There is much demand for Graves' instruments today, however, and collectors pay high prices for them in any condition. The story here isn't so much about the restoration of these two bugles. That would be repetitive: They both needed a lot of work cleaning, removing dents, re-mounting parts, reproducing missing parts and setting up in for playing. These two instruments, both belonging to Boston trumpeter, Chris Belluscio, are an excellent illustration of how different two major restorations can be. I suspect that based on the "before" photographs, most readers would guess that the Eb bugle in the top photo would involve a larger job than the Bb bugle in the fifth photo down.
The latter had previously been restored and was described as being in playable condition. Judging by what I could see, it must have been very badly damaged in the past. Dents had been roughly removed and numerous patches had been applied. I assumed that there were leaks under these patches, but about half of them were covering rough areas without leaks. Removing dents can be time consuming in a badly damaged instrument like the Eb bugle, but dealing with previous repairs is almost always more difficult. Dent removal goes even slower and parts that were made incorrectly are rarely usable in a more careful restoration.
In this case, it appeared that several keys had been taken from a European made bugle and modified to fit. I was able to use only the touch piece end of one of these in reconstructing a correct replacement, however. Saxophone pads had been used in an attempt to make this playable. These never work very well because they require the support of the sides of key cups. Without this support, the thick felt underneath the leather deforms and won't maintain the seal against the chimney. Even worse, the keys need to be bent to accommodate the thicker pads. Occasionally, when I am bending the keys back they break, adding another step to the repair.
Several keys were bent in very odd shapes, presumably from an attempt to straighten some damage. It appeared that the end of the mouthpipe had been reamed with a drill bit; I can't think of a reason for this other than to enlarge it. This left it ragged and shortened from the original. There's not much I can do to lengthen it without loosing even more of the original material, so I smoothed and cleaned up the end as best as I could and made the new crook to fit it.

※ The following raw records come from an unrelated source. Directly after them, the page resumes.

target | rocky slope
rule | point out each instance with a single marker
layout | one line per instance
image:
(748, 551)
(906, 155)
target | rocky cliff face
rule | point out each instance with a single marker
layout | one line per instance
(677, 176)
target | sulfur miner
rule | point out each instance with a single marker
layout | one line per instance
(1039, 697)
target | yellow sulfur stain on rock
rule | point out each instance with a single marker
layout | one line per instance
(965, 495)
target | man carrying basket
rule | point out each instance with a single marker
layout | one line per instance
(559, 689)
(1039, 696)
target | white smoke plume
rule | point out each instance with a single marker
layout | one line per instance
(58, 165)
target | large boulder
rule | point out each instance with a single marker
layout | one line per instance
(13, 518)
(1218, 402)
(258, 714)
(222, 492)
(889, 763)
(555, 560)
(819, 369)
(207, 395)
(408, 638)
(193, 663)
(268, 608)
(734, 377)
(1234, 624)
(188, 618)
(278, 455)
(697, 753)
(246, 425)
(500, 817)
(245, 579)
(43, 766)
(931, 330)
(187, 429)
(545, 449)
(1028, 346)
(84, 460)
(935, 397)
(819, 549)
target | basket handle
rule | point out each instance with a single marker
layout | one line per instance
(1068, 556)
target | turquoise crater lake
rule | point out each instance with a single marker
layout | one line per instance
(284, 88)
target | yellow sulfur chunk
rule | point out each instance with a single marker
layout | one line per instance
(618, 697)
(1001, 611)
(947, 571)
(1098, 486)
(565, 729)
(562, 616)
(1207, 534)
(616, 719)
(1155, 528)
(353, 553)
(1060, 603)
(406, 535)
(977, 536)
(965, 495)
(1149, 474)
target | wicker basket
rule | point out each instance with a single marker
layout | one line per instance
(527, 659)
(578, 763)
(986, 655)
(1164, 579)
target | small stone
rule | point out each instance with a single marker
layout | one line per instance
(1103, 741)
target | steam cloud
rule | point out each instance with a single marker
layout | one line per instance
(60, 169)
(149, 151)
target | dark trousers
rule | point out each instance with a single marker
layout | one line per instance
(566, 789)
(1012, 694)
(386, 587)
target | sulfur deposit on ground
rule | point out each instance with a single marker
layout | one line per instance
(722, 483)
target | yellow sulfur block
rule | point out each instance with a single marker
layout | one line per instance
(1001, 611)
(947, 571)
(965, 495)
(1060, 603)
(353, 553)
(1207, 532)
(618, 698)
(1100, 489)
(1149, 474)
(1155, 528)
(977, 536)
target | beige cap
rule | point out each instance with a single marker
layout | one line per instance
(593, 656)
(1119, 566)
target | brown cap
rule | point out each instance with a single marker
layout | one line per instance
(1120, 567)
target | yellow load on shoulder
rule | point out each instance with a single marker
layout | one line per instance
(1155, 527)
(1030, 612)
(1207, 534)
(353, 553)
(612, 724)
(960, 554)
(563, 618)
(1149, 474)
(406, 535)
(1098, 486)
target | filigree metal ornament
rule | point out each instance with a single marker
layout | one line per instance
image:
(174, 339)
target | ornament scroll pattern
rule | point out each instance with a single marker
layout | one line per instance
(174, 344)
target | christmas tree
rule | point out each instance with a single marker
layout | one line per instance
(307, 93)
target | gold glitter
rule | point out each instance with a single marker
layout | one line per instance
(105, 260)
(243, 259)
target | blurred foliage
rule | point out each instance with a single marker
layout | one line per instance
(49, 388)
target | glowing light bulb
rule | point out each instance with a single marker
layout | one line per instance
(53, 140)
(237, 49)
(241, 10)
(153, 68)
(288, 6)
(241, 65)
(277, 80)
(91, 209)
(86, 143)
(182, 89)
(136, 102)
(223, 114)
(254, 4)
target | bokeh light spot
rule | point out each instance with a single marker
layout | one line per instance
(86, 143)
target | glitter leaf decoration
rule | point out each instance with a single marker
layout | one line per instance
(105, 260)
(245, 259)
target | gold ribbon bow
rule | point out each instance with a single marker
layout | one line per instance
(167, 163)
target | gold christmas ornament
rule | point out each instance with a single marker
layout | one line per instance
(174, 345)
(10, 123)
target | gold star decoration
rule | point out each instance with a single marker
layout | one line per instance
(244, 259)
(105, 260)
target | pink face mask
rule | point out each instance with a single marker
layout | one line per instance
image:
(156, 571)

Another detail that the average repairman who is not accustomed to dealing with keyed bugles may miss is that the narrow soldered joint where the tonehole chimneys attach are rarely secure. Solder deteriorates in instruments that are being played or suffer other harsh conditions and it doesn't take much physical damage to open a leak at the base of these chimneys. In my experience, only about one in thirty or so have a good enough joint. In about 50 keyed bugles that I have restored, I have only come across one or possibly two instruments in which all the toneholes were completely attached. The only way to ensure that the soldered joints are secure is to remove every chimney, clean the joint surfaces and reattach them with fresh solder. Graves bugles always seem to be excellent playing instruments when they are treated correctly and that was certainly the case here.